Dakwah itu…pada dasarnya memang harus lembut. Karena dengan kelembutan, InsyaAllah akan lebih baik hasilnya. Pun menghiasi akhlak orang yang sedang berdakwah.
Dakwah kepada orang yang menderita LGBT pun begitu. Karena mereka juga ga semuanya bisa dipukul rata punya sifat yang sama. Tingkat keparahannya berbeda, penyebabnya berbeda dan seterusnya. Maka jika kemudian nasehat disampaikan kepada mereka tanpa nada emosional ataupun kebencian, InsyaAllah akan lebih baik lagi.
Kok aku bisa ngomong gini? Karena aku pernah hampir setahun kenal dengan orang seperti ini. Bertemu langsung. Bahkan – walaupun sedikit – berbicara dengan mereka. Ajaib ya.

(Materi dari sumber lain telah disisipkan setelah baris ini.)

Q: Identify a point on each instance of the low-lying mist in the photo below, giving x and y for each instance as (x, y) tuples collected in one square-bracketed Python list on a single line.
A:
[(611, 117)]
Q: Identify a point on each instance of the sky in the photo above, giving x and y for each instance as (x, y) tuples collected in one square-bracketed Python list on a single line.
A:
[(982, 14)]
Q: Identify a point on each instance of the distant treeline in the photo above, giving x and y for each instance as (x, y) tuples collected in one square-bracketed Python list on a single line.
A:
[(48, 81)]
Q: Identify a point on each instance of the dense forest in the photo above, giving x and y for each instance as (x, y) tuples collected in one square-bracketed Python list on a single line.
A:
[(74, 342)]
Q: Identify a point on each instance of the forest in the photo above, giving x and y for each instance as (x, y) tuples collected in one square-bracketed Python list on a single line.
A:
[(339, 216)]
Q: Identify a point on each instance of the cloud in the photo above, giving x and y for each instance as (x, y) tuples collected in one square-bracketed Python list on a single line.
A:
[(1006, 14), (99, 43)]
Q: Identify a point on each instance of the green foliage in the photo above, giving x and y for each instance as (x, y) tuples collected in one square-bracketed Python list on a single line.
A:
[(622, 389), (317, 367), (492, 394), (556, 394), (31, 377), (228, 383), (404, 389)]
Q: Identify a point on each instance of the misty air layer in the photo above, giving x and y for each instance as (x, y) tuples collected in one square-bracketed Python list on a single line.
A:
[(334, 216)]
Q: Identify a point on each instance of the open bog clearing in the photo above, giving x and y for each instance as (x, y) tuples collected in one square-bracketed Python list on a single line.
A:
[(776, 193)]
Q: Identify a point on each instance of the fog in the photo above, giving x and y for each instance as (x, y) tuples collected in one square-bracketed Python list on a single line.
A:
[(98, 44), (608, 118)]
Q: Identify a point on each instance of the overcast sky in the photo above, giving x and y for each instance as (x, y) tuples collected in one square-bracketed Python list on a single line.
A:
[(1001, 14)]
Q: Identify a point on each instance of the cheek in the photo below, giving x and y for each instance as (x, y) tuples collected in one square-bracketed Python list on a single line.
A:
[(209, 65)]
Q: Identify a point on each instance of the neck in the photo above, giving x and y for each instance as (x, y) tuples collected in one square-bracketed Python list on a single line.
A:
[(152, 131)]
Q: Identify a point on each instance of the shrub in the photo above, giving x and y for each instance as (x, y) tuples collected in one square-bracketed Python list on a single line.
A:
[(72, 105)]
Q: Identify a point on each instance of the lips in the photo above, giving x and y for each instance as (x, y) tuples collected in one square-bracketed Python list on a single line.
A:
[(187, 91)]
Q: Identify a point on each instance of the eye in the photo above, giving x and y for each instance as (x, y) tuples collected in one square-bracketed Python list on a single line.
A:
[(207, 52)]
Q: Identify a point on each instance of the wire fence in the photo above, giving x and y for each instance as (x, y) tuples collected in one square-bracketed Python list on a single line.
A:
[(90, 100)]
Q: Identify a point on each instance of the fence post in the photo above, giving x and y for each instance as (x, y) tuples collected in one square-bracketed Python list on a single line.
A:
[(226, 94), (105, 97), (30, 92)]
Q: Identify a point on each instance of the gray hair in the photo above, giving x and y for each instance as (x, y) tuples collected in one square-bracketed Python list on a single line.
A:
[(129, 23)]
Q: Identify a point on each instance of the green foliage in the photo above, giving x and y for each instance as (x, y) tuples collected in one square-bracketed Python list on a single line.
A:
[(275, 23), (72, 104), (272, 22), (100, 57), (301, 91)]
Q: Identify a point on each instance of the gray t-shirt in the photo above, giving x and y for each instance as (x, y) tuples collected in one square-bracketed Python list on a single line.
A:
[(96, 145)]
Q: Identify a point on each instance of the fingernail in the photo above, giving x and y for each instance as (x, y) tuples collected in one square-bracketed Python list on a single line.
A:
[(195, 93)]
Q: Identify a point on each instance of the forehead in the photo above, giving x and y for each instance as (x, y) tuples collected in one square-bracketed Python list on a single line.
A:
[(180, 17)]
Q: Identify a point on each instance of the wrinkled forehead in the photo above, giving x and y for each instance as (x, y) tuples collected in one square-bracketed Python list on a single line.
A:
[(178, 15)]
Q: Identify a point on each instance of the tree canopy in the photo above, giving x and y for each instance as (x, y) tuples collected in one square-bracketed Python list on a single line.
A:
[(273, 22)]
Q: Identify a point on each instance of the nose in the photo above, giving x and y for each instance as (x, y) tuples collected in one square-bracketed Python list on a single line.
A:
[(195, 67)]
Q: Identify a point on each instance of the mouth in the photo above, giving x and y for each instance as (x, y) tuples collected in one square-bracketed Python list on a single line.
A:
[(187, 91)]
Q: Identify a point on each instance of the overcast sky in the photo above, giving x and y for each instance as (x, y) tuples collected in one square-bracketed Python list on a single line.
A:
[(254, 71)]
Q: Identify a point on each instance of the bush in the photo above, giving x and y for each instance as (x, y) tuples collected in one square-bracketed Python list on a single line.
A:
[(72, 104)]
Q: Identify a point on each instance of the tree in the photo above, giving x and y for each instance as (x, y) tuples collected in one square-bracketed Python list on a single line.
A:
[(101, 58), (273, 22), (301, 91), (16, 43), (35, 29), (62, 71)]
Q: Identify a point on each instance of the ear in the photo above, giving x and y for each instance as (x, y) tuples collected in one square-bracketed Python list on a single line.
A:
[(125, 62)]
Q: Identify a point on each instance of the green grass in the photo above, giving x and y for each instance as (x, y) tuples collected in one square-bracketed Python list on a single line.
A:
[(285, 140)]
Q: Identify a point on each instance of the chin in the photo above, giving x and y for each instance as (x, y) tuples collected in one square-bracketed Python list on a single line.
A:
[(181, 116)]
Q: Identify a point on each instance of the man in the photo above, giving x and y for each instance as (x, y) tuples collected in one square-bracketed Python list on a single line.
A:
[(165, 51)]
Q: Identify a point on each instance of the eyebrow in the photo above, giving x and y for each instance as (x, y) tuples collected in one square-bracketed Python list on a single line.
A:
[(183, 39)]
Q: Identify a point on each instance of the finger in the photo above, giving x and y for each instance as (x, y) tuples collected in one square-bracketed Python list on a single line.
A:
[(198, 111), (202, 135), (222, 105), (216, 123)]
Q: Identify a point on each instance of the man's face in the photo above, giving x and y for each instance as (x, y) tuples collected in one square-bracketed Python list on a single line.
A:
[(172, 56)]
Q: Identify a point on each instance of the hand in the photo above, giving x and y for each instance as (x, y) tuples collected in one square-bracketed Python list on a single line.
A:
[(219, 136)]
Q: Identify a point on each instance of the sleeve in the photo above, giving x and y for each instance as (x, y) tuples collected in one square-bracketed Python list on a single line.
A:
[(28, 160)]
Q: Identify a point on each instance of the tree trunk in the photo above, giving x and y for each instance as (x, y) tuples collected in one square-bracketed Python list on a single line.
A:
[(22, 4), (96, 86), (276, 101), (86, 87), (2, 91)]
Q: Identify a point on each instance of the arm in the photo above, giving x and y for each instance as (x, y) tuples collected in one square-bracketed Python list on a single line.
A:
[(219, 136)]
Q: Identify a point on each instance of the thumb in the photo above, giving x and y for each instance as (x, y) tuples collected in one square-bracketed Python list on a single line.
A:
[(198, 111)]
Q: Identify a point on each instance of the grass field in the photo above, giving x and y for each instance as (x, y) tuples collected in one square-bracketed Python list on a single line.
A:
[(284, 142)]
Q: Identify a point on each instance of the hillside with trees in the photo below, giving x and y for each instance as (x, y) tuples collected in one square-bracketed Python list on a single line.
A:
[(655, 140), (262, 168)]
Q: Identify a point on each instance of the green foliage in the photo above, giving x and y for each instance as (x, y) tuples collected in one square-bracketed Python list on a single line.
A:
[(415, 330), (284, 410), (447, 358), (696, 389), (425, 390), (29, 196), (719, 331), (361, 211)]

Memang banyak yang belum aku ceritakan tentang hidupku. Salah satunya ya ini.
Waktu itu aku masih bekerja di warnet. Sudah pakai jilbab alhamdulillah. Tapi belum kenal sunnah seperti sekarang.
Warnet tempat aku bekerja cuma beberapa puluh langkah dari pasar Sumber Artha. Warnetku menempati blok keempat dari lima blok yang disewakan. Blok ketiga, dijadikan tempat usaha salon. Namanya, Salon Lusi.
Siapakah Lusi?
Sepertinya, dia adalah nama salah satu pendiri salon tersebut. Aku gak pernah tahu nama aslinya. Aku yakin Lusi bukan nama aslinya. Kecuali di dunia ini, ada orang tua yang kasih nama anak laki-lakinya Lusi.